9th Member of the Legislative Assembly
- In office 10 December 1993 – 11 December 1998
- Preceded by: Birdaram Indian National Congress
- Succeeded by: Abdul Aziz Indian National Congress
- Constituency: Makrana

15th Member of the Legislative Assembly
- In office 13 December 2018 – 3 December 2023
- Preceded by: Shreeram Bhincher
- Succeeded by: Zakir Hussain Gesawat
- Constituency: Makrana

Personal details
- Born: 15 November 1954 (age 70) Makrana, India
- Political party: Bharatiya Janata Party
- Spouse: Sarju Devi
- Children: 4
- Occupation: Agriculture

= Roopa Ram =

Indian politician

Roopa Ram (born 15 November 1954), also known as Roopa Ram Murawatiya, is an Indian politician from Rajasthan and a member of Bharatiya Janata Party. He is an elected Member of 15th Legislative Assembly of Rajasthan from Makrana.

==Early life==
Roopa Ram was born on 15 November 1954 in Makrana to Andaram Murawatiya. He passed higher secondary from Higher Secondary School of Makrana in 1975. He was a state level football player and a member of City Club of Football, Makrana and still plays football daily in Syed Kidwai Football Stadium Makrana.

==Political career==
Roopa Ram was elected as Member of Legislative Assembly from Makrana constituency in 1993 as a Non Partisan and defeated Indian National Congress candidate Abdul Aziz, former Minister of State, Government of Rajasthan by 4,931 votes and secured 30,400 votes. In 1998, he contested Bhartiya Janta Party candidate but was not able to secure his seat and got only 24,912 votes and Abdul Aziz won that election by 19951 votes. After that he retired from politics for 20 years. In 2018, he was again active in politics and contested as candidate of Bhartiya Janta Party from Makrana Assembly, and defeated Zakir Hussain Gesawat by a narrow margin of 1,072 votes.
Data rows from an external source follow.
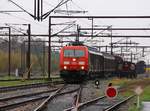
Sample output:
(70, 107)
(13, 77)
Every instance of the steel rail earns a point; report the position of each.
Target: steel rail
(14, 105)
(55, 94)
(26, 95)
(109, 17)
(21, 87)
(112, 108)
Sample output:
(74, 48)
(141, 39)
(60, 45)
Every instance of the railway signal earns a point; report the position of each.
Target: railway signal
(111, 92)
(97, 83)
(138, 92)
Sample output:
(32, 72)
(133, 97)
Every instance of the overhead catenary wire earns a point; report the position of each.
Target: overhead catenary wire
(21, 8)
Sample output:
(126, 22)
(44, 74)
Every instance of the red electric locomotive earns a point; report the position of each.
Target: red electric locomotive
(74, 62)
(129, 70)
(78, 62)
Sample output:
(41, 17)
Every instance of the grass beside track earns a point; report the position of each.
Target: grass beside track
(20, 82)
(25, 81)
(145, 96)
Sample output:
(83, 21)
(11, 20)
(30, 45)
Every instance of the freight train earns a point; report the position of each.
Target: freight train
(79, 62)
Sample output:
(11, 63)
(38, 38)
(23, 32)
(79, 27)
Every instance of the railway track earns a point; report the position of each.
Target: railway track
(20, 87)
(65, 97)
(101, 104)
(15, 101)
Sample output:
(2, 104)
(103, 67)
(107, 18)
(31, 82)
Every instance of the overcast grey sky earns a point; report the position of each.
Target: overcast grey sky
(94, 7)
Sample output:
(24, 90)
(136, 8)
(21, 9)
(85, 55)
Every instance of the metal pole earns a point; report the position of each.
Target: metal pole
(92, 28)
(43, 57)
(106, 48)
(111, 41)
(9, 56)
(38, 10)
(35, 10)
(78, 33)
(131, 56)
(49, 51)
(28, 54)
(41, 9)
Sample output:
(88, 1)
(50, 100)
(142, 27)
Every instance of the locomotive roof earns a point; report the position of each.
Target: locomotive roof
(108, 56)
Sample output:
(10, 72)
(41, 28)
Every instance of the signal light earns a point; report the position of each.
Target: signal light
(74, 59)
(66, 62)
(82, 67)
(65, 67)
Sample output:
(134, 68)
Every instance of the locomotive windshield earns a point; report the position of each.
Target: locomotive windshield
(74, 53)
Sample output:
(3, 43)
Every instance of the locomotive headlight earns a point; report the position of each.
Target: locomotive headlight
(65, 67)
(66, 62)
(82, 67)
(74, 59)
(81, 63)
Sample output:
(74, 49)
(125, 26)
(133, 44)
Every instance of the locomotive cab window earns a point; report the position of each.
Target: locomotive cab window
(74, 53)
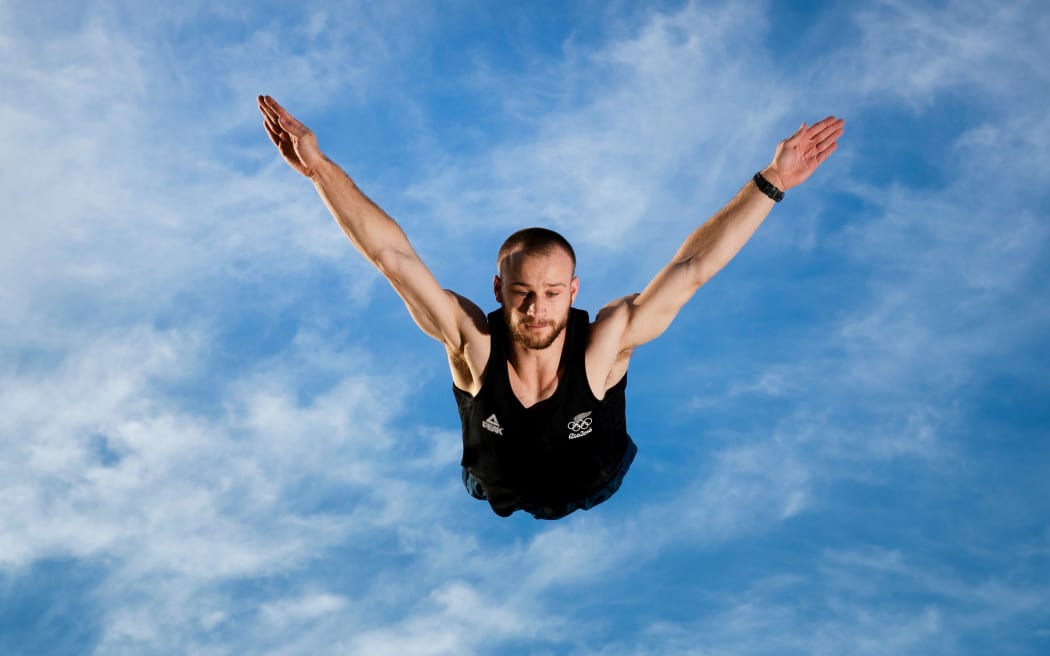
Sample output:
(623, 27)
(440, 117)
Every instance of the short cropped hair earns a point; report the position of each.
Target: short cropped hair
(536, 241)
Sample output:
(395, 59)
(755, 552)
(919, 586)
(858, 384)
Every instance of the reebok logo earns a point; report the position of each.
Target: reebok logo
(580, 425)
(491, 424)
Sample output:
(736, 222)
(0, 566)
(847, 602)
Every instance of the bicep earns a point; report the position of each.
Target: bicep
(648, 314)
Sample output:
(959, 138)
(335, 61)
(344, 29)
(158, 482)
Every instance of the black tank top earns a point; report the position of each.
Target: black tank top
(562, 449)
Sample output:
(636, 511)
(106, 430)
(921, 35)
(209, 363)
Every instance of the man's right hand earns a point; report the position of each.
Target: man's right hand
(295, 141)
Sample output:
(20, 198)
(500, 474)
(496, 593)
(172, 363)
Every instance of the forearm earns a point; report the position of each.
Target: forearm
(714, 244)
(371, 230)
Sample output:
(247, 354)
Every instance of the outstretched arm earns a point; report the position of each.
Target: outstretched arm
(439, 313)
(638, 318)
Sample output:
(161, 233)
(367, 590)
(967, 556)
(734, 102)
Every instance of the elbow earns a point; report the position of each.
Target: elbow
(392, 261)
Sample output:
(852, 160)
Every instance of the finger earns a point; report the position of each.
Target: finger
(273, 136)
(830, 129)
(267, 110)
(823, 154)
(271, 123)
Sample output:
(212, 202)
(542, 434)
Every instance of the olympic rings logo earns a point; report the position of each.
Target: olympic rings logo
(581, 422)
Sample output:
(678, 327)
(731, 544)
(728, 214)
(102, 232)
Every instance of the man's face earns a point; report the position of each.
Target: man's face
(537, 292)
===In Rajasthan Assembly===
Murawatiya often raises issues of Makrana locality and the state in the Rajasthan Legislative Assembly. He had sung folk song "Teja gayan" in the assembly. He has also raised the issue of filling illegal VCR by electricity department in Makrana.

On 15 February 2021, commenting on Rahul Gandhi after a massive farmer's rally held on 13 February 2021 in Makrana, Ram alleged the Rajasthan Government used system machinery for crowd. Ram also commented that Gandhi converts all marble businessmen to farmers, like he converts potato to gold. This caused an uproar in the house and prompted the Education Minister Govind Singh Dorasra to call Ram a 'joker'. All the comments were later deleted from the House Records of Rajathan Assembly after being contested by the Congress members.

==Personal life==
He is married to Sarju Devi. They have two sons and two daughters.